For models based on VART, the samples are located in the ~/Vitis-AI/examples/vai_library/samples folder. For models based on the ONNX Runtime, the samples are located in the ~/Vitis-AI/examples/vai_library/samples_onnx folder. Each sample has the following four types of test samples:
- test_jpeg_[model type]
- test_video_[model type]
- test_performance_[model type]
- test_accuracy_[model type]
Take YOLOv3 as an example.
- Choose one of the following YOLOv3 models before you run the YOLOv3 detection
- Ensure that the following test programs exist:
If the executable program does not exist, cross-compile it on the host, then copy the executable program to the target.
- To test the image data, execute the following
#./test_jpeg_yolov3 yolov3_voc_tf sample_yolov3.jpg
The result is printed on the terminal. You can also view the output image: sample_yolov3_result.jpg.

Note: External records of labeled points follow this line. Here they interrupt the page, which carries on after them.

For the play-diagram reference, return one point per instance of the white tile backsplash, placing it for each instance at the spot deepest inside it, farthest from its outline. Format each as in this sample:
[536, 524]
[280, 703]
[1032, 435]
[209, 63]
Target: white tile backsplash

- To test the video data, execute the following
#./test_video_yolov3 yolov3_voc_tf video_input.mp4 -t 8
- To test the model performance, execute the following
#./test_performance_yolov3 yolov3_voc_tf test_performance_yolov3.list -t 8
The result is printed on the terminal.
- To test the model accuracy, prepare your image dataset, image list file, and
the ground truth of the images. Then execute the following
#./test_accuracy_yolov3_voc_tf [image_list_file] [output_file]
After the output_file is generated, a script file is needed to automatically compare the results. Finally, the accuracy result can be obtained.